Au fil des années, l'artiste complète se révèle également comme une chanteuse de grand talent, notamment avec son interprétation inoubliable du titre J'ai deux amours. Elle devient une vedette incontournable du music-hall français, menant les revues du Casino de Paris ou des Folies Bergère. En 1937, elle épouse un industriel français et obtient la nationalité française, scellant définitivement son attachement viscéral à son pays d'adoption.

Lorsque la Seconde Guerre mondiale éclate, elle refuse de rester spectatrice et s'engage activement pour sa nouvelle patrie. Recrutée par le contre-espionnage français, elle utilise ses tournées et sa notoriété comme couverture pour transmettre des messages secrets écrits à l'encre invisible sur ses partitions musicales. Son courage au service de la Résistance et des Forces françaises libres lui vaudra plus tard d'être décorée de la Légion d'honneur et de la Croix de guerre.

Après le conflit, elle consacre son immense énergie à la lutte pour les droits civiques et contre le racisme.

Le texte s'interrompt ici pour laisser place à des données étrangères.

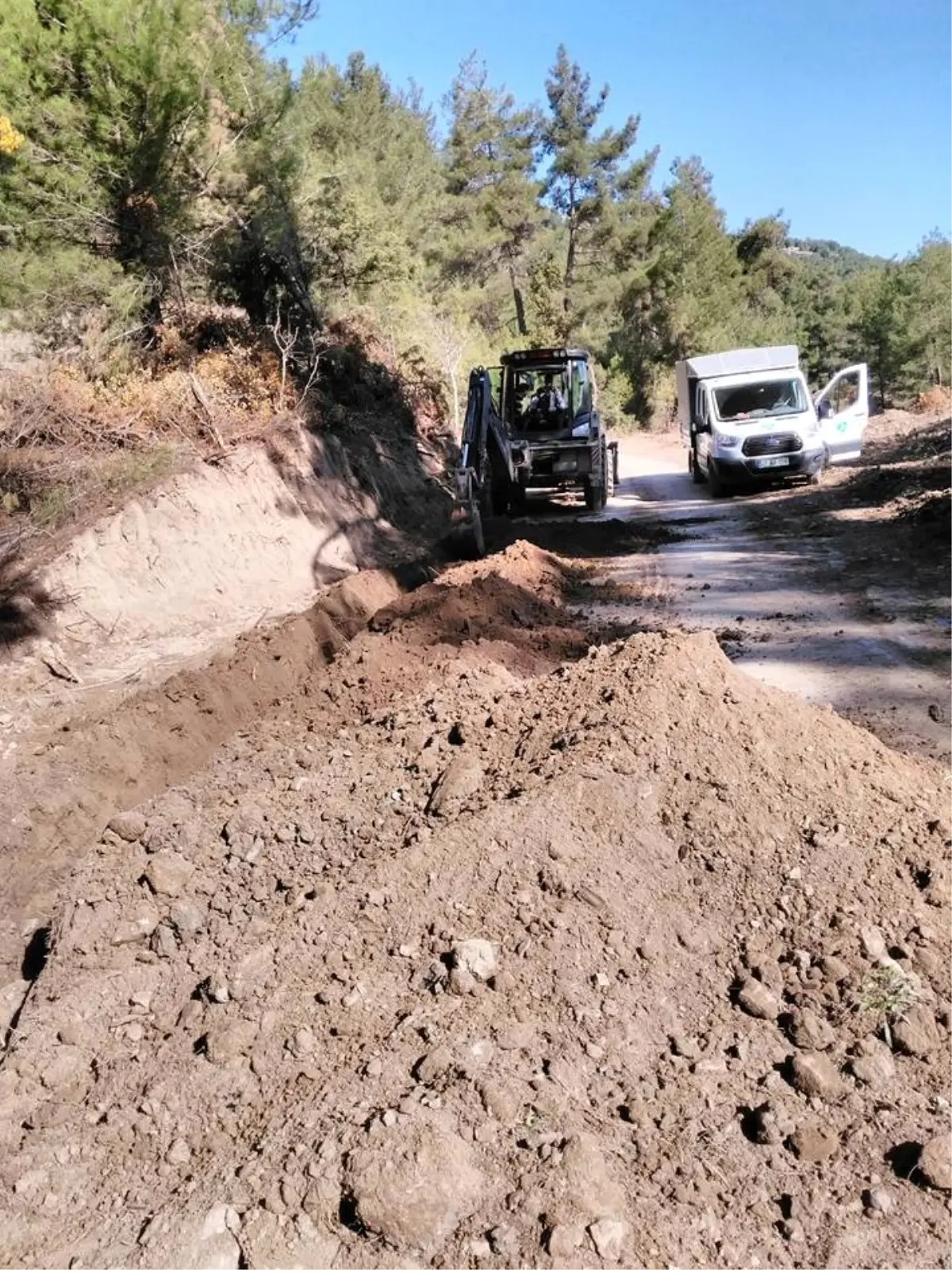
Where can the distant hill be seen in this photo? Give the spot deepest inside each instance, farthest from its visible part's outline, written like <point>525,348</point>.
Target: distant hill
<point>844,260</point>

Elle s'installe au château des Milandes, en Dordogne, où elle concrétise son idéal de fraternité universelle en adoptant douze enfants d'origines et de nationalités différentes, qu'elle surnomme affectueusement sa "tribu arc-en-ciel". Cette utopie humaniste, bien que magnifique, l'entraîne cependant dans de lourdes difficultés financières.

Malgré les épreuves matérielles et l'expulsion de son domaine, elle ne renonce jamais et remonte sur scène pour subvenir aux besoins de sa famille, soutenue par de fidèles amis comme la princesse Grace de Monaco. En avril 1975, elle célèbre ses cinquante ans de carrière lors d'une revue rétrospective à Paris, qui s'avère être son ultime triomphe devant un public conquis et ému.

Joséphine Baker s'éteint quelques jours plus tard, le 12 avril 1975 à l'hôpital de la Pitié-Salpêtrière à Paris, à l'âge de 68 ans, des suites d'une attaque cérébrale. Ses obsèques nationales à l'église de la Madeleine à Paris témoignent de l'immense ferveur populaire et de la reconnaissance de l'État français envers celle qui fut à la fois une icône des arts et une héroïne de la nation.

Après sa crémation, elle est initialement inhumée au cimetière de Monaco, auprès de sa famille. Le 30 novembre 2021, la France lui rend l'hommage suprême en célébrant son entrée solennelle au Panthéon à Paris. Si son corps repose toujours, selon le souhait de ses proches, dans sa sépulture du cimetière de Monaco, un cénotaphe contenant de la terre de ses lieux de vie symbolise désormais sa présence éternelle parmi les grands destins de la République.